Gesù nella sua risposta associa la sua glorificazione alla similitudine del chicco di grano che se cade a terra e non muore rimane solo ma che al contrario se muore porta molto frutto e chi ama la sua vita la perde e chi la odia in questo mondo la conserverà per la vita eterna.

Ovvero per incontrare Gesù dobbiamo far rompere questa scorza dura, quella corazza che ci siamo creati, per poter essere accolti, dobbiamo rinunciare a quella vita che ci siamo costruiti per accogliere quella che ci è donata.

La glorificazione di Gesù allora non è solo il suo sacrificio di amore per noi, ma anche la nostra risposta.

La glorificazione di cui parla Gesù è abbracciare questa vita nuova che ci aspetta e che lui ci dona e ci mostra con le parole: dove sono io la sarà anche il mio servitore e il Padre lo onorerà.

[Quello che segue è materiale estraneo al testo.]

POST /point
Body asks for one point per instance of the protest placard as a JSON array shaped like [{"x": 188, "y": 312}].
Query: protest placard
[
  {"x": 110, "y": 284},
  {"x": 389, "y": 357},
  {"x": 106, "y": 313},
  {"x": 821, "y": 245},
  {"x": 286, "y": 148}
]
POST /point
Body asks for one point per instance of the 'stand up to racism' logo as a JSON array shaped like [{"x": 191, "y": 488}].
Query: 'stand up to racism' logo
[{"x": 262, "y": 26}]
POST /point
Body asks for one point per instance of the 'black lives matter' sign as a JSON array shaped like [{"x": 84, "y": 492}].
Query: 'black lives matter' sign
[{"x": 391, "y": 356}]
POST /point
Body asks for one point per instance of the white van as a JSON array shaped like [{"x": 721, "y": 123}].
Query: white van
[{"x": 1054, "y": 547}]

Gesù rende Gloria al Padre perché tutto quello che ha ricevuto lo ha manifestato a noi, rende onore anche anche a Giuseppe, infatti rimane il figlio del falegname non lo rinnega. Allo stesso modo noi siamo chiamati a rendere gloria a Dio.

Gesù mette in relazione: tramite la figura dei Greci, l’universalità e attraverso questo cammino di conversione, liberazione e rinascita simbolizzati dal chicco di grano che da frutto e il lasciare la nostra vecchia vita per la nuova, la realizzazione della sua gloria

C’è una promessa grande che ci attende, ma da subito, e non ci sono esclusi, nessuno è escluso a priori: per razza, religione, per la sua vita passata. Non è il nostro passato che ci limita, ma solo il rifiuto di un presente e un futuro promessi. Quindi se Gesù non esclude nessuno chi siamo noi per farlo? Non possiamo escludere nessuno se non noi stessi.